Bercy, vecteur de bonnes nouvelles? S’il s’agace de l’appellation «Bercy» car «on ne dit pas bonjour Monsieur Bercy», Michel Sapin, s’est félicité ce mercredi des chiffres à l’horizon 2015, à l’occasion d’une conférence de presse sur la stratégie économique, budgétaire et fiscale.

En effet, le gouvernement français a abaissé sa prévision de déficit public pour 2015 à 4,1% du PIB, contre 4,3% prévu précédemment. «Et cela sans toucher aux fondamentaux de la politique économique de la France», insiste le ministère des Finances et des Comptes publics. Mais grâce aux 3,6 milliards de «mesures nouvelles» de réduction du déficit annoncées le 27 octobre. Et ce, malgré la faible conjoncture

«Effort structurel» 

Dans ce sens, pour réduire le déficit, Thierry Mandon, secrétaire d'Etat en charge de la simplification, préconisait de son côté, en septembre, de «transitoirement jouer sur les marges de manœuvre des textes européens pour laisser filer un peu le déficit». Il citait alors trois «micro-évolutions» susceptibles d'améliorer la tendance: «La nouvelle politique de la Banque centrale européenne», «la baisse du rapport euro/dollar», qui est selon lui «une baisse structurelle», et «la baisse du prix du pétrole qui est maintenant à 91 dollars le baril».

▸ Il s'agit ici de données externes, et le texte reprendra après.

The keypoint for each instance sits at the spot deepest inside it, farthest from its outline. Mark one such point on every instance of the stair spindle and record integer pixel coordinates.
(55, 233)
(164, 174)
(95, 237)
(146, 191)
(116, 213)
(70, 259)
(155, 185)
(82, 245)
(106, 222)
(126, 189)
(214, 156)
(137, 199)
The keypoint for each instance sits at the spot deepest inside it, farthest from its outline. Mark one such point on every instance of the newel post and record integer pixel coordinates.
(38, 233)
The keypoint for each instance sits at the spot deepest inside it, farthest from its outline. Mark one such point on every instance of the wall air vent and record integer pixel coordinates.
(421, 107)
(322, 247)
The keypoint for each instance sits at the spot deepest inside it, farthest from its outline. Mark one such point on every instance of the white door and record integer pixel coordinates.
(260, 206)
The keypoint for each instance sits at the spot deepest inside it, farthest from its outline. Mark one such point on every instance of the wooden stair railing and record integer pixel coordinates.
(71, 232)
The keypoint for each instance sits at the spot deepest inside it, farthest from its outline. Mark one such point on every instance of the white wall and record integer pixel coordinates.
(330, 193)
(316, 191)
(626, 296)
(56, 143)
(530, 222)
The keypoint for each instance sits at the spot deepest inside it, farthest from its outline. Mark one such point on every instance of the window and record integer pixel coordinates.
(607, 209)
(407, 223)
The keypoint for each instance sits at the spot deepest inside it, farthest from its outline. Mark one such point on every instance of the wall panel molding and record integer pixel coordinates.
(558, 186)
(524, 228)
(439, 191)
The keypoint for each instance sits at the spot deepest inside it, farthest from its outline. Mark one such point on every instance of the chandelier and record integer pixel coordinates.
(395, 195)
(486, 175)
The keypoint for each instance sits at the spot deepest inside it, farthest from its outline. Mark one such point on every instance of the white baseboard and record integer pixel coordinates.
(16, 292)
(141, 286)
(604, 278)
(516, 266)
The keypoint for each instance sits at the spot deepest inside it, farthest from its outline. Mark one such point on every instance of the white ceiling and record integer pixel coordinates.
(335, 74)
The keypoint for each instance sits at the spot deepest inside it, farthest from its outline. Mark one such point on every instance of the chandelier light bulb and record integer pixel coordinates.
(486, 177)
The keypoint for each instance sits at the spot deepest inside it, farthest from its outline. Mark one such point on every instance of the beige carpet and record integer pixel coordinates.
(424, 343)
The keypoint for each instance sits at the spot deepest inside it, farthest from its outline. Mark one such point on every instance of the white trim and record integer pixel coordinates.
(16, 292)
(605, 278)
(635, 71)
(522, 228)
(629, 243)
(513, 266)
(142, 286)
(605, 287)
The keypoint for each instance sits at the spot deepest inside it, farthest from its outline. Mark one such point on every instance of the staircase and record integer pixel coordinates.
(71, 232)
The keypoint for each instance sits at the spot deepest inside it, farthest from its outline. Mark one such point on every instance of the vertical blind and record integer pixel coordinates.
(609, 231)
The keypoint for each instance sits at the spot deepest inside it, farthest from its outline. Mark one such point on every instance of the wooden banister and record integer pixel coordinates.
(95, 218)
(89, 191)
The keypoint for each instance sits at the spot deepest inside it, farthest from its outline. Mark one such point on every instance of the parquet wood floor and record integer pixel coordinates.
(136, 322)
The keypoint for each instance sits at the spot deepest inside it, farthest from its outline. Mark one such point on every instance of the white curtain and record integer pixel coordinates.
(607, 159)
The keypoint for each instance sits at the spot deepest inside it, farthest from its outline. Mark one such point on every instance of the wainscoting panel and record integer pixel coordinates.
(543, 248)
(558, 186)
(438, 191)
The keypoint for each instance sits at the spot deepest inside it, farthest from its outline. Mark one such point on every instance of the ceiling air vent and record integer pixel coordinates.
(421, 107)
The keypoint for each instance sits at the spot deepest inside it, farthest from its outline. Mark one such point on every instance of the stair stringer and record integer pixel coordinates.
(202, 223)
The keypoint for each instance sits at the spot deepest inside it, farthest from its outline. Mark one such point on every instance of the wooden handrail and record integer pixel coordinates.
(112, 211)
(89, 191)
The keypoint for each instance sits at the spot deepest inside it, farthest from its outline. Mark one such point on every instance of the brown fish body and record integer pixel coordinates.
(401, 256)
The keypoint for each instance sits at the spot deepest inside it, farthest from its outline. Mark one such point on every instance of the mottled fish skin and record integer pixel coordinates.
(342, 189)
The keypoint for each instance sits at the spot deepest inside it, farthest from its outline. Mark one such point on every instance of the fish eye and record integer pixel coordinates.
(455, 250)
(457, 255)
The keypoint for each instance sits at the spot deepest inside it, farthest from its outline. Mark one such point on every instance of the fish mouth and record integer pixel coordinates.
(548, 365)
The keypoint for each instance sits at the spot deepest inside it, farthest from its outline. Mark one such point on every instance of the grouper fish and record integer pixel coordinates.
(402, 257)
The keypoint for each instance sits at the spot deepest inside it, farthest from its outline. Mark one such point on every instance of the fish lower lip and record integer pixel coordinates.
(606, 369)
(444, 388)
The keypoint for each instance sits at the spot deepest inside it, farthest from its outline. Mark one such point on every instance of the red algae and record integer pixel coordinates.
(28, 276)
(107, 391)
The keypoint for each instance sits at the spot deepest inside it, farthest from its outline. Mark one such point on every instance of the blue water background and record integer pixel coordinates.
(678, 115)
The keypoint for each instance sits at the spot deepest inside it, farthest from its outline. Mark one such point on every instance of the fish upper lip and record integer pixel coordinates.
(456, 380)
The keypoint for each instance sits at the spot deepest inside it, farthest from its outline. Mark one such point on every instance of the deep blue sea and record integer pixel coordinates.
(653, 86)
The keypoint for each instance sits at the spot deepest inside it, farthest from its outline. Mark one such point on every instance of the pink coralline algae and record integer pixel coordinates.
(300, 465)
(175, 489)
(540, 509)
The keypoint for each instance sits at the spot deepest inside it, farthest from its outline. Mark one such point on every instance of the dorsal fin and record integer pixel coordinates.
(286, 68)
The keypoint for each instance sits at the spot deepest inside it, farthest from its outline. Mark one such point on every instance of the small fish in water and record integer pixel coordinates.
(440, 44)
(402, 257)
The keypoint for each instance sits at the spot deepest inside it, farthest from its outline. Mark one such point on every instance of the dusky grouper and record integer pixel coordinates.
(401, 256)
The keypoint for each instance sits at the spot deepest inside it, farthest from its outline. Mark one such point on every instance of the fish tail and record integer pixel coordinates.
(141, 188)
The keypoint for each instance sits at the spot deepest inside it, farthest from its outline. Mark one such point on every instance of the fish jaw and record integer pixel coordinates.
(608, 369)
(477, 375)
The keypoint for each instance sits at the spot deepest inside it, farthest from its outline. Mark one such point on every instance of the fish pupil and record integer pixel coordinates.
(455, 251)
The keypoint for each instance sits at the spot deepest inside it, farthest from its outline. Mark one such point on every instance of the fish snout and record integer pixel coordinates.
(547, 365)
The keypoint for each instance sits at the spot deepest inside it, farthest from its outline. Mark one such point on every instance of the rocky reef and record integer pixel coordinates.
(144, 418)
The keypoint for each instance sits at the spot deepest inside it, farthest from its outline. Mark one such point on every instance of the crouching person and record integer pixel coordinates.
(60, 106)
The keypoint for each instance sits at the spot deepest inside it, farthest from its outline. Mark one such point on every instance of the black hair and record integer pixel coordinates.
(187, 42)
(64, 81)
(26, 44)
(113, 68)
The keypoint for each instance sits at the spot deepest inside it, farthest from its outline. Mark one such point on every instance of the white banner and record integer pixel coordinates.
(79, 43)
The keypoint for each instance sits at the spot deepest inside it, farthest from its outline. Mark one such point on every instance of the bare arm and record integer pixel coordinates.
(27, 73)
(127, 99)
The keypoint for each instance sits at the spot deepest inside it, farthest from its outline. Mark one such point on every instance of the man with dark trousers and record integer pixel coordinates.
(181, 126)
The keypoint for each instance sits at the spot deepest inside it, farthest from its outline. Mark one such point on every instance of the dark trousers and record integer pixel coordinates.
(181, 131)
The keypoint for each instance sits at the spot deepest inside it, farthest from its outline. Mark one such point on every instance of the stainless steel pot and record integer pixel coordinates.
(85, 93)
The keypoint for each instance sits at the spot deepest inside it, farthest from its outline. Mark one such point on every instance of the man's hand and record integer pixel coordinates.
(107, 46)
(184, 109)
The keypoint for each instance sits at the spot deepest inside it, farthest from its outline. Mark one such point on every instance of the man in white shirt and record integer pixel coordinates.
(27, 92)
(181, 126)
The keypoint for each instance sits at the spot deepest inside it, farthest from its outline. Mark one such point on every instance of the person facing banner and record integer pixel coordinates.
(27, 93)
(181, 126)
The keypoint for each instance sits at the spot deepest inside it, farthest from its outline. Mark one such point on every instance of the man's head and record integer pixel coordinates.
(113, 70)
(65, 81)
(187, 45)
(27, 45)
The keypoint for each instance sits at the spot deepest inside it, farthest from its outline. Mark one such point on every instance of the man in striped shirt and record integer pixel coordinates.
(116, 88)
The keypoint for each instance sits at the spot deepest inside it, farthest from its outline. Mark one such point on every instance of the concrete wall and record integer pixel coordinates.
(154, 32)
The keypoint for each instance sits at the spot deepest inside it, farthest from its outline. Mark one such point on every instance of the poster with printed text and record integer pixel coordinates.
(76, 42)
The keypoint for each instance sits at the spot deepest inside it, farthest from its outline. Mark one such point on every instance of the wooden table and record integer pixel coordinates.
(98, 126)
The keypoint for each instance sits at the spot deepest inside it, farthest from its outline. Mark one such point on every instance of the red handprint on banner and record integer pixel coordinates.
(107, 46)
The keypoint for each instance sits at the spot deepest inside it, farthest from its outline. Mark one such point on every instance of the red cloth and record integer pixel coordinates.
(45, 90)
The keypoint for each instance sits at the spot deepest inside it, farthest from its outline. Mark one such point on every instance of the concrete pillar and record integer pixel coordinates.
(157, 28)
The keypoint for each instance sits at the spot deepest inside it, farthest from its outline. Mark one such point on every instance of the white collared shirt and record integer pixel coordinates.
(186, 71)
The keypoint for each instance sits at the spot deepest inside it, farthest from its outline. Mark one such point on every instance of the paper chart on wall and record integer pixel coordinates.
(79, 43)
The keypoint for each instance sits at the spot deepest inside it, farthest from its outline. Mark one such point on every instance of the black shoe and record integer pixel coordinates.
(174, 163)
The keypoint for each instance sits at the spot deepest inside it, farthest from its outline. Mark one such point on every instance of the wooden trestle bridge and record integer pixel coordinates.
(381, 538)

Mais pour Michel Sapin, ce sont bien les 3,6 milliards, qui font partie de l'«effort structurel» de réduction du déficit, qui permettront de porter à 0,5 point de PIB la réduction du déficit structurel - c'est-à-dire indépendant des fluctuations de la conjoncture - en 2015.

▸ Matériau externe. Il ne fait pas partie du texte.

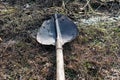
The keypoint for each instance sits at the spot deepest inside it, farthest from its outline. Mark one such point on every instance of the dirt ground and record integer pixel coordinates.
(93, 55)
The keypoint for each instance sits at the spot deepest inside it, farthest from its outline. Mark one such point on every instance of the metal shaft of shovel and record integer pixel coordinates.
(59, 52)
(57, 31)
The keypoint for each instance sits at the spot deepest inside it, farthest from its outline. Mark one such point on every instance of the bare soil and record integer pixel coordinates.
(93, 55)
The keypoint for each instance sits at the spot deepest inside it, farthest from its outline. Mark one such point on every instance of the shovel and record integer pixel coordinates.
(57, 31)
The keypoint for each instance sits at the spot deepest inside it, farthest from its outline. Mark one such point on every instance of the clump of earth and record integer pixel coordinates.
(93, 55)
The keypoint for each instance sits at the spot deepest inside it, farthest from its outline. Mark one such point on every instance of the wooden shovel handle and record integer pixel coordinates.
(60, 61)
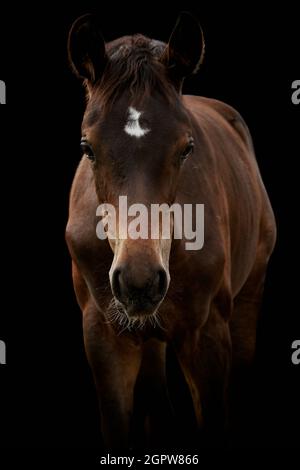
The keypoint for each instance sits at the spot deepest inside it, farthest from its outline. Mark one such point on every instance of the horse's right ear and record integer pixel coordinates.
(86, 48)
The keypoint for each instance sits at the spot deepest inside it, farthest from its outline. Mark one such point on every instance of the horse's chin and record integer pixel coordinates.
(137, 318)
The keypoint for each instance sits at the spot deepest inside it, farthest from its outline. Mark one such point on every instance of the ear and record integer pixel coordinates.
(185, 50)
(86, 48)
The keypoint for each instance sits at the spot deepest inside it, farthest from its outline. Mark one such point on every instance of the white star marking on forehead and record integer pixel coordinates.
(132, 126)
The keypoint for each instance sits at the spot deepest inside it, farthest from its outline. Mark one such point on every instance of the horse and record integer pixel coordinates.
(143, 138)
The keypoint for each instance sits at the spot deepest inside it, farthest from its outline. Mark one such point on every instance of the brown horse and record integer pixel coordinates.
(142, 138)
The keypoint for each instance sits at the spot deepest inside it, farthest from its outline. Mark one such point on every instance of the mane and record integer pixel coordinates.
(134, 65)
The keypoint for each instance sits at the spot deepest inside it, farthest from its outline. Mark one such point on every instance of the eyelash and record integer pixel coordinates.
(87, 150)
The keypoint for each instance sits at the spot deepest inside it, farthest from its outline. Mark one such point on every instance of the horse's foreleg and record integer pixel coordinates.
(205, 359)
(115, 362)
(152, 404)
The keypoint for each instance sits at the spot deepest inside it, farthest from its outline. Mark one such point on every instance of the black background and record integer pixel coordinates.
(47, 399)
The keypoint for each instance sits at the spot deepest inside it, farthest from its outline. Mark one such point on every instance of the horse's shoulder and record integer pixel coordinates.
(221, 110)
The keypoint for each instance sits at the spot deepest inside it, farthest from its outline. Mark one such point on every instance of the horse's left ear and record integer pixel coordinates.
(86, 48)
(185, 50)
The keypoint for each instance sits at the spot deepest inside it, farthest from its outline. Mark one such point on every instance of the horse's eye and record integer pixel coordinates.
(188, 150)
(87, 150)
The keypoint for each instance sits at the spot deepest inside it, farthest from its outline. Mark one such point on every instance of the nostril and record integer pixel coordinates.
(161, 282)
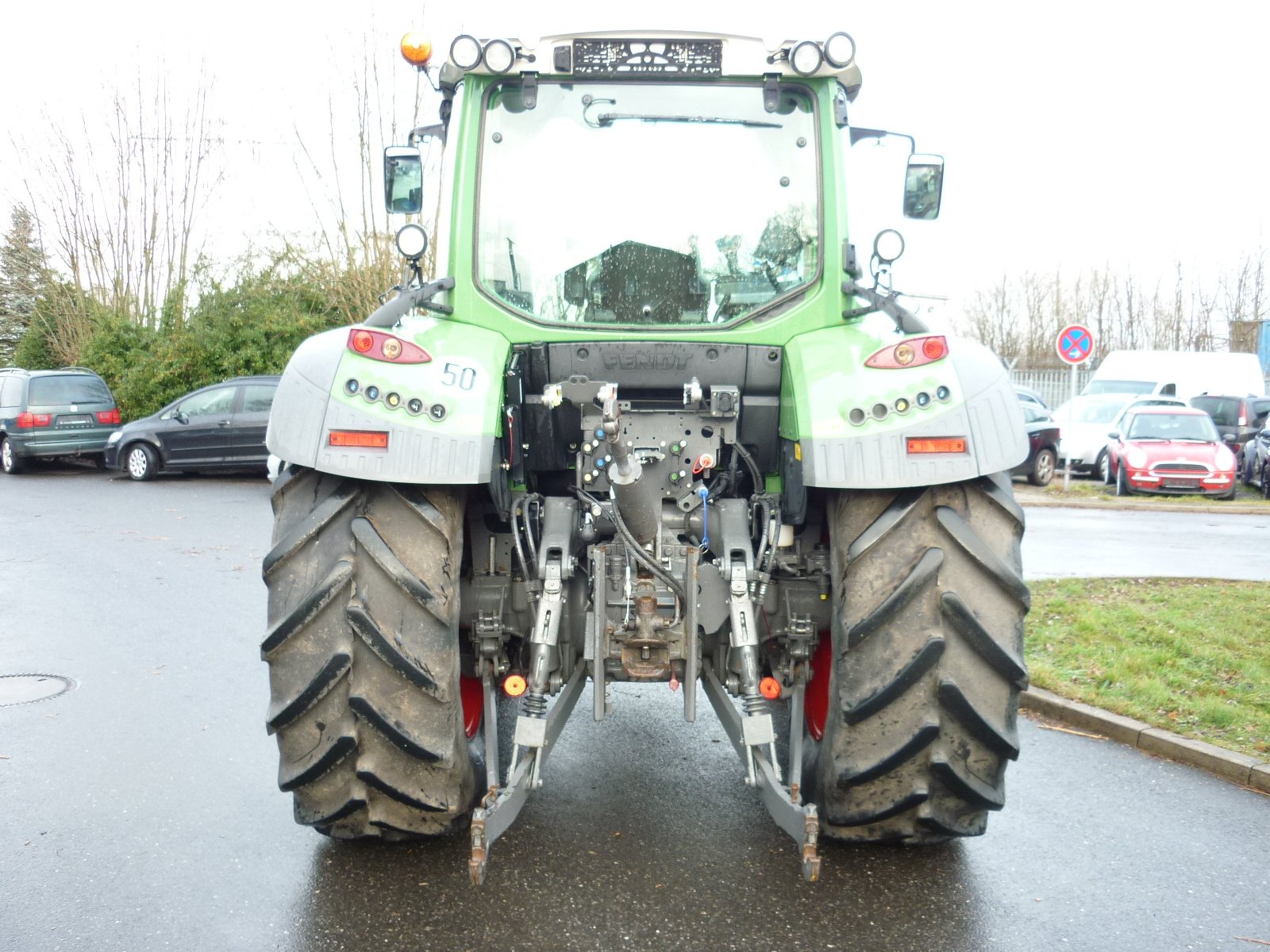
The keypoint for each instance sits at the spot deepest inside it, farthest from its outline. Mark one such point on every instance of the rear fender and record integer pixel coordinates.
(329, 387)
(826, 380)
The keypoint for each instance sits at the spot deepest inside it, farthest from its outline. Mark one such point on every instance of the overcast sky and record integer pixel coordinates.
(1075, 133)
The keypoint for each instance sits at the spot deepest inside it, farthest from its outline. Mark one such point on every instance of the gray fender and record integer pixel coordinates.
(988, 416)
(304, 410)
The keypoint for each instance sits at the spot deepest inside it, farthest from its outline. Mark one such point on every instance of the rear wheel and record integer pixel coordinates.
(1043, 470)
(927, 645)
(364, 655)
(1103, 465)
(10, 460)
(141, 463)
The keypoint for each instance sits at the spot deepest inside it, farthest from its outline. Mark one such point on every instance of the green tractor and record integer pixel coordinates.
(653, 424)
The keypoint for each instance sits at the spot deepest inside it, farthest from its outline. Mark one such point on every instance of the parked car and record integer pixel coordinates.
(1086, 420)
(1030, 397)
(1240, 416)
(220, 427)
(1041, 447)
(1257, 461)
(54, 413)
(1170, 450)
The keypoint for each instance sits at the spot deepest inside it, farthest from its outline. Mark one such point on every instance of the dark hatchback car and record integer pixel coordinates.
(220, 427)
(1240, 416)
(54, 413)
(1041, 446)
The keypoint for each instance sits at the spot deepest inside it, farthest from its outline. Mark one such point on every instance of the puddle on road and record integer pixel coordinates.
(25, 689)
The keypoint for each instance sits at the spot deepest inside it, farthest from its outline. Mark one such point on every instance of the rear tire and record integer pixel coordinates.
(10, 461)
(1122, 482)
(927, 636)
(364, 655)
(140, 463)
(1043, 469)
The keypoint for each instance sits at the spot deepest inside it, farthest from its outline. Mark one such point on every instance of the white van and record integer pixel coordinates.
(1181, 374)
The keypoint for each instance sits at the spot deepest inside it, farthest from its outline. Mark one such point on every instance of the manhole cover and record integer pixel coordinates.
(25, 689)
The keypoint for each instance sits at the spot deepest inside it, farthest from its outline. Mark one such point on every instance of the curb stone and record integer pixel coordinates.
(1237, 768)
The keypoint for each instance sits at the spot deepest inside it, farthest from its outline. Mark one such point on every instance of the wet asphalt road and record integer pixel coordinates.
(140, 809)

«Un impact sur 2016 et 2017»

«Il s’agit d’une part d’améliorations que nous avons constatées, mais aussi de décisions qui ont été prises notamment dans le cadre du PLF et du PLFR», indique-t-il. Les dividendes versés par les sociétés publiques ou encore le coût du Crédit Impôt Compétitivité Emploi (CICE) permettraient selon Bercy de revoir à la hausse de 1,6 milliard d’euros l’ajustement prévu l'année prochaine. Aussi, «les mesures de lutte contre la fraude à la TVA ou de raccourcissement des délais de régularisation pour les évadés fiscaux sont bien au rendez-vous, et leur rendement atteindra les 850 millions»

Ainsi, concernant l'objectif de déficit public pour 2014, de 4,4% du PIB, «non seulement (il) reste d'actualité mais il est très sécurisé», a déclaré le ministre. Les recettes fiscales déjà perçues en 2014 sont «en ligne par rapport aux derniers chiffres produits» (ceux du budget rectificatif) et «le respect de la norme de dépense sera atteint», avait souligné auparavant le secrétaire d'Etat au Budget, Christian Eckert.

Cette révision «aura un impact sur 2016 et 2017» et permettra notamment au déficit 2017 d'être «largement en dessous de 3%» du Produit intérieur brut (PIB), la barre maximale fixée par les traités européens, a déclaré Michel Sapin.